Paragraph 12 of PCG 2019/5 sets out the circumstances favouring a longer period by which the taxpayer's ownership interest in the dwelling ends. They are: • the ownership of the dwelling, or the will, is challenged • a life tenancy or other equitable interest given in the will delays the disposal of the dwelling • the complexity of the deceased estate delays the completion of administration of the estate • settlement of the contract of sale of the dwelling is delayed or falls through for reasons outside of your control, or • restrictions on real estate activities imposed by a government authority in response to the COVID-19 pandemic. The Commissioner may also consider other factors relevant to the exercise of the discretion, as listed in paragraph 17 of PCG 2019/5 to include: • the sensitivity of your personal circumstances and of other surviving relatives of the deceased • the degree of difficulty in locating all beneficiaries required to prove the will • any period the dwelling was used to produce assessable income, and
• the length of time you held the ownership interest in the dwelling. Conversely, paragraph 13 of PCG 2019/5 sets out the circumstances that the Commissioner considers cannot be material to the delays in the disposal of the taxpayer's ownership interest. They are: • waiting for the property market to pick up before selling the dwelling • waiting for refurbishment of the dwelling to improve the sale price • inconvenience on the part of the trustee or beneficiary to organise the sale of the dwelling, or • unexplained periods of inactivity by the executor in attending to the administration of the estate. A dwelling is defined in section 118-115 and does not include any land adjacent to a building except as provided in section 118-120. Section 118-120 extends the definition of dwelling for the purposes of Subdivision 118-B to include adjacent land to the extent that that adjacent land was used primarily for private or domestic purposes in association with the dwelling and does not exceed 2 hectares, less the area of the land immediately under the dwelling. Application to your circumstances
The Dwelling, consisting of the residential accommodation located on the Property in which Person A resided, plus 2 hectares of the adjacent land (less the area of land immediately under the residential accommodation), was owned by Person B and Person C as trustees of the Estate. CGT event A1 under section 104-10 (being one of the events listed in subsection 118-195(2)) happened to them in relation to the Property (including the Dwelling) in September 2021 (in the 2022 income year) upon entry into the contract of sale for the Property. Interest 1 in the Property (including the Dwelling) was acquired by Person A before 20 September 1985. Interest 2 in the Property (including the Dwelling) was acquired by Person A after 20 September 1985. The Dwelling was Person A's main residence just before her death (pursuant to the application of section 118-145) and was not then being used for the purposes of producing assessable income. For a dwelling that you have a contract for the happening of a CGT event, you have an ownership interest in it until your legal ownership of it ends (subsection 118-130(3)).

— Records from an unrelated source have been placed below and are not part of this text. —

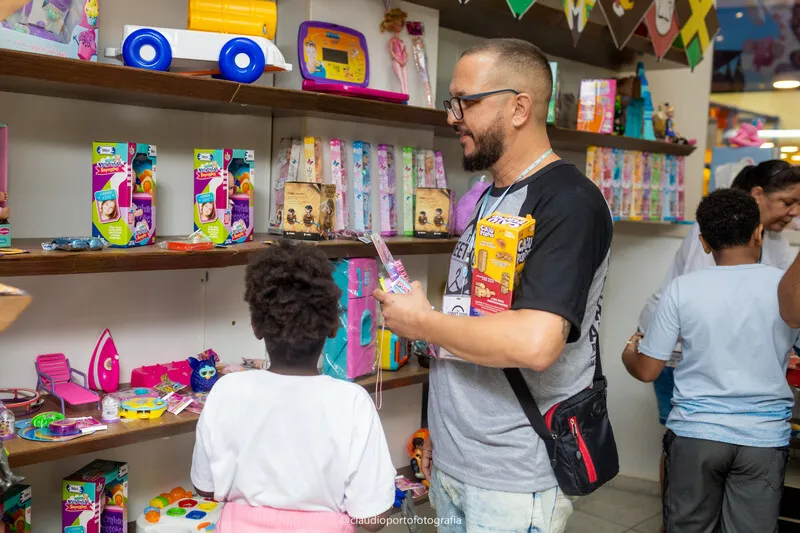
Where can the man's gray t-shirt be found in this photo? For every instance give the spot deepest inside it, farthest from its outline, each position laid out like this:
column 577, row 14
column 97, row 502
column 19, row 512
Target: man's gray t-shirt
column 479, row 431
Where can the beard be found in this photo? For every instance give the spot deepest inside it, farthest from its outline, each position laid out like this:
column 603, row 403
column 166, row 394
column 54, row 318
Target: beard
column 489, row 147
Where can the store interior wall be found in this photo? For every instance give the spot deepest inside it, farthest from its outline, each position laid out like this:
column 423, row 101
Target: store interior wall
column 165, row 315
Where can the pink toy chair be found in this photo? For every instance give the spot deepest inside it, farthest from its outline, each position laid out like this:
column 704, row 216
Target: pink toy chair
column 55, row 376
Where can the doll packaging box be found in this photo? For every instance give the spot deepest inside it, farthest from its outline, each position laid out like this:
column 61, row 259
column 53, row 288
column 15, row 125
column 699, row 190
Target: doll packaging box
column 61, row 28
column 433, row 206
column 502, row 244
column 15, row 509
column 124, row 193
column 309, row 211
column 95, row 499
column 224, row 194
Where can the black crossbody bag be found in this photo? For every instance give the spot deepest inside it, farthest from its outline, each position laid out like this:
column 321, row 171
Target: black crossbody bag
column 576, row 432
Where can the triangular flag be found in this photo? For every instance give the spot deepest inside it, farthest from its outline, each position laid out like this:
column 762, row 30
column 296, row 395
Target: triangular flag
column 520, row 7
column 577, row 13
column 699, row 24
column 623, row 17
column 662, row 25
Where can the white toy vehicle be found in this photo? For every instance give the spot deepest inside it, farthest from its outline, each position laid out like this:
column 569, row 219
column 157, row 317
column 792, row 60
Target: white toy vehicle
column 238, row 58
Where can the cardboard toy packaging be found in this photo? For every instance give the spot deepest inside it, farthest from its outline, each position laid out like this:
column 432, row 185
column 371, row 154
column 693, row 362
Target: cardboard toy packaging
column 309, row 211
column 502, row 244
column 95, row 499
column 433, row 211
column 15, row 509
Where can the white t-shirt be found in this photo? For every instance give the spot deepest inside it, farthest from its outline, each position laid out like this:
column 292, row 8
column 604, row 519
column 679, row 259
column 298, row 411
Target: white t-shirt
column 301, row 443
column 775, row 252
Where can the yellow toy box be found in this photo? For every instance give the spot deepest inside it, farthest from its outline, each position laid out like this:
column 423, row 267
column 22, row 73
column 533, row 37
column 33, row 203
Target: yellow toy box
column 502, row 244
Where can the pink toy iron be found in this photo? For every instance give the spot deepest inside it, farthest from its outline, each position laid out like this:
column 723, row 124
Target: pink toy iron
column 104, row 366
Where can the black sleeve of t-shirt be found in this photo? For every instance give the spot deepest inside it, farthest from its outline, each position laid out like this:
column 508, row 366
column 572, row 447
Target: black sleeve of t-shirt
column 571, row 240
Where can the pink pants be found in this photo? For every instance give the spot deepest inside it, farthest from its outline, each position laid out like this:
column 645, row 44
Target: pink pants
column 240, row 518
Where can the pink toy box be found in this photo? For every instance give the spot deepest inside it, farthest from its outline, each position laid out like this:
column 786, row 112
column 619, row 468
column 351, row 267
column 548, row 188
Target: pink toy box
column 95, row 499
column 62, row 28
column 351, row 353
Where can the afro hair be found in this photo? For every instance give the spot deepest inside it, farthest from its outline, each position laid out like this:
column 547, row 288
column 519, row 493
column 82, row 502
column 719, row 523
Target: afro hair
column 294, row 302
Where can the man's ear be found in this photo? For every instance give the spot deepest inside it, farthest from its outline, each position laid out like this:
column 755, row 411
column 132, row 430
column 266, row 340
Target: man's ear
column 706, row 247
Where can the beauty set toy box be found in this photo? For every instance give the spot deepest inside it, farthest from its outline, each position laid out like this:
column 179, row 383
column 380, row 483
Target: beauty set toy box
column 15, row 509
column 309, row 211
column 224, row 194
column 61, row 28
column 95, row 499
column 502, row 244
column 124, row 193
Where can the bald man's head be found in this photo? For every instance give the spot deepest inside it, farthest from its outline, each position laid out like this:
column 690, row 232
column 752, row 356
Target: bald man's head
column 521, row 66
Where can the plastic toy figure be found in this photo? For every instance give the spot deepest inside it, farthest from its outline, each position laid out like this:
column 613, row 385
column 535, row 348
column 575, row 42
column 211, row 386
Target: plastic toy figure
column 393, row 21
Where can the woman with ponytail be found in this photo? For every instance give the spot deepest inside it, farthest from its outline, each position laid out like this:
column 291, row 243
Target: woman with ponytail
column 775, row 185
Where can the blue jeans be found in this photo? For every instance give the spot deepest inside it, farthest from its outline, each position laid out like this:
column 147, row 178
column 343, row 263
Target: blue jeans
column 463, row 508
column 664, row 385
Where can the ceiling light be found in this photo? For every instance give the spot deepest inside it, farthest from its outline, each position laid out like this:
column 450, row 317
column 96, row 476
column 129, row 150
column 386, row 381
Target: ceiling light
column 786, row 84
column 779, row 134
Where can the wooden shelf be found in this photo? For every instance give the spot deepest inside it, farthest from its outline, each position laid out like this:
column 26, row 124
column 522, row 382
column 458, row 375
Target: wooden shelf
column 24, row 452
column 26, row 73
column 39, row 262
column 547, row 28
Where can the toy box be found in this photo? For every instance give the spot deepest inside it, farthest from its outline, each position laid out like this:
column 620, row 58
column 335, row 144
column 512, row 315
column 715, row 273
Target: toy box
column 224, row 194
column 392, row 350
column 433, row 213
column 62, row 28
column 351, row 353
column 552, row 106
column 15, row 509
column 5, row 227
column 95, row 499
column 502, row 244
column 124, row 193
column 310, row 211
column 596, row 105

The interest owned by the Estate in the Dwelling ended on Z September 20XX. The ownership interest of the Estate did not end within 2 years of the death of Person A (on X September 20XX), thereby exceeding the statutory limit in column 3 of table item 1 of subsection 118-195(1), and the Dwelling was not used in one of the ways listed in column 3 of table item 2 of subsection 118-195(1) from the time of Person A's death until Z September 20XX. Consequently, section 118-195 does not apply in respect of any capital gain or capital loss the Estate made from the sale of the Dwelling, unless the Commissioner extends the time limit. The Commissioner considers it appropriate to exercise the discretion under subsection 118-195(1) to extend the time limit by which the interest in the Dwelling owned by the Estate ended until the time at which that ownership interest ended, i.e. Z September 20XX.

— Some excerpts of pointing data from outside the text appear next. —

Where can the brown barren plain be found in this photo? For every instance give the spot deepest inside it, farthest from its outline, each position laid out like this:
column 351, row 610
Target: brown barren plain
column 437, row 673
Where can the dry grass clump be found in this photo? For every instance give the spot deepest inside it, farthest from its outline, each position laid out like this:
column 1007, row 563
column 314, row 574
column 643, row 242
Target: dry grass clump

The basis for this decision is largely attributed to the fact that both the selling of the Property and settling of the contract for sale of the Property was (in large part) due to events beyond the Estate's control, specifically the rezoning process. Although the rezoning process commenced prior to Person A's death, its completion was subject to ongoing delays and only completed on ZZ June 20XX. We accept that it was not likely feasible for the Estate to either sell the property: • as commercial farmland and/or rural living, as any prospective purchaser would have taken into account that the efforts to rezone the area to residential land had commenced in accordance with the council's stated intention; or • as residential land, as any prospective purchaser would have considered the fact that efforts to rezone the area were ongoing but not yet achieved. It was also unfeasible that any prospective purchaser purchasing the Property on the basis of the rezoning to residential use would have either agreed to an earlier contract of sale or accepted a settlement date earlier than the gazettal of the Property's rezoning.

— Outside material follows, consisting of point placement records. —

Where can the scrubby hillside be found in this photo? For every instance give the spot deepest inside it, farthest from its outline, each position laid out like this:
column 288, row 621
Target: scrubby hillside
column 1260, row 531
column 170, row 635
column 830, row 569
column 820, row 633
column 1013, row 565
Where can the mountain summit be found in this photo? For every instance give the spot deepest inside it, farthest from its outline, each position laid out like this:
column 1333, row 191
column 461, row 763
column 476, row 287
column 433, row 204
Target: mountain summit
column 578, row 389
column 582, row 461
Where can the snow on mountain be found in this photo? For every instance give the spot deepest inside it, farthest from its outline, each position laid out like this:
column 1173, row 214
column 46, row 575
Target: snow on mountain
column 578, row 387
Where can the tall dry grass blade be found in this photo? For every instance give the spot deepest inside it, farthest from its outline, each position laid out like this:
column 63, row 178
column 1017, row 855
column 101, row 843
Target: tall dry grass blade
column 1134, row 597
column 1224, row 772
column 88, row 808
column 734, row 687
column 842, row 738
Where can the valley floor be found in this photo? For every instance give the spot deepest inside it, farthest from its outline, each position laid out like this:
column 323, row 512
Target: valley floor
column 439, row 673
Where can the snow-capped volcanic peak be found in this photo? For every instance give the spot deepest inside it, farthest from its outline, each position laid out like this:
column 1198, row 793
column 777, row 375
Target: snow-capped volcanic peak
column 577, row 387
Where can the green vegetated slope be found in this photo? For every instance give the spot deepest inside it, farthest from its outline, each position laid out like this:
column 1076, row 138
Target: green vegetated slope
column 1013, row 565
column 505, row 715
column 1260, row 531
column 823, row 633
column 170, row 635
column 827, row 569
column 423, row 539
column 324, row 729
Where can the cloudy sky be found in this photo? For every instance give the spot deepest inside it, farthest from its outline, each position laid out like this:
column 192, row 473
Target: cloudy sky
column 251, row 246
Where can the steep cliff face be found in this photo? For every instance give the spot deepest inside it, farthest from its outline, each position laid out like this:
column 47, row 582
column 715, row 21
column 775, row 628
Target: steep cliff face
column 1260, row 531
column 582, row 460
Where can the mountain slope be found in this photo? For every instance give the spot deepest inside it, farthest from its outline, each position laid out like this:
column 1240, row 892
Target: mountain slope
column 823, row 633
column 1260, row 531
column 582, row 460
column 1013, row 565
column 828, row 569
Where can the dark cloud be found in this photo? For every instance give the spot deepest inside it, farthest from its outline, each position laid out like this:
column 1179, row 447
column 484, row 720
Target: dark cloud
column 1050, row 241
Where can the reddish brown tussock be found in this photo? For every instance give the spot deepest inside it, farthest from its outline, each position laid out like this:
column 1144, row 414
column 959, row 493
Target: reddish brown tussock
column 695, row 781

We also accept that the deferral of the settlement date on a couple of occasions at the initiation of the Purchaser due to the ongoing delays to the rezoning process is not unreasonable. The basis for the decision to exercise the discretion under subsection 118-195(1) also includes the following: • as long as it happened within 3 years from the date the contract of sale was entered into, settlement of the contract was originally scheduled to happen within 21 days from the date rezoning of the Property was gazetted; • the delays caused by the imposition of the COVID-19 lockdowns imposed by the Victorian Government for significant periods of time from March 20XX to October 20XX which restricted both interstate travel and travel between metropolitan Melbourne and rural Victoria and hampered the ability of the Executors to effectively arrange for the disposal of the Property; • the Property was not used to derive assessable income during the relevant period; and • none of the factors in paragraph 13 of PCG 2019/5 were relevant to the delay in disposing of the Property. Question 4 Summary
After consideration of the relevant factors, the Commissioner is of the opinion that it would be unreasonable that section 99A of the ITAA 1936 should apply in relation to the Estate in relation to the income year ended 30 June 20XX. Therefore, the Commissioner will exercise the discretion, under subsection 99A(2) of the ITAA 1936 to allow section 99 of the ITAA 1936 to apply to the income year ended 30 June 2022 where the trustee of the Estate is liable to pay tax on income to which no beneficiary is presently entitled. Detailed reasoning Under subsection 99A(2) of the ITAA 1936, section 99A of the ITAA 1936 will not apply to the net income of a resident trust estate retained by certain trust estates where the '... Commissioner is of the opinion that it would be unreasonable that this section should apply in relation to that trust estate in relation to that year of income ...'.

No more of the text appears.